Nous éclatâmes de rire tous les deux et c’était comme si la gêne accumulée ces dernières
années avait disparu.
– Messieurs, s’introduisit Nestor que nous n’avions pas remarqué, le dîner est désormais
froid mais je peux le faire réchauffer au micro-ondes.
– Faire réchauffer au micro-onde ? s’étonna mon père en regardant son majordome avec de grands yeux.
– Une suggestion du jeune monsieur. Très pratique je dois dire.
– Laissez tomber le dîner, Nestor. Apportez-nous plutôt un pizza, demanda-t-il avec un
regard complice à mon attention.
– Une pizza… répéta le majordome qui ne semblait pas comprendre.
– Allez Nestor, je sais qu’il y en a toujours une au congélateur, pour les soirs de match.
– Très bien monsieur, si vous préférez de la pizza….
– Accompagnée d’un bière pour moi, et d’un soda pour mon fils.

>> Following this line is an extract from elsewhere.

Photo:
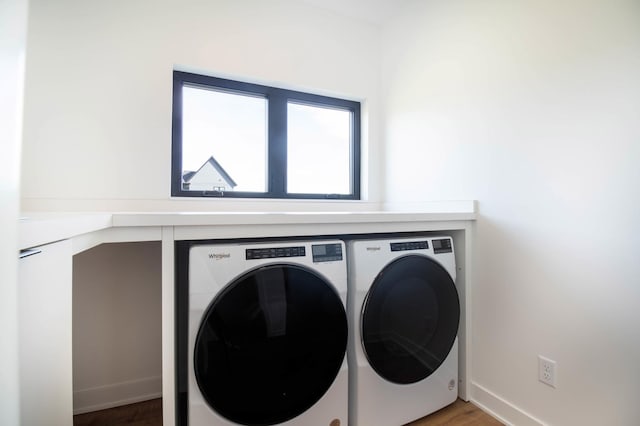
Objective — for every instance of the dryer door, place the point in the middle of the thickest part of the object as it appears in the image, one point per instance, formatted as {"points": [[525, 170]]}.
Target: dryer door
{"points": [[270, 345], [410, 319]]}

J’avais particulièrement apprécié le ton joyeux sur lequel il avait dit « mon fils ».
– Je vous apporte cela.
– Et tant qu’à faire, nous mangerons au salon.
– Entendu, monsieur, répondit-il avant de tourner les talons.
Quand il fut sorti, mon père ajouta :
– Sinon il va nous faire manger de la pizza dans des assiettes, et avec des couverts !
– Quelle faute de goût, répondis-je sur le ton de la plaisanterie.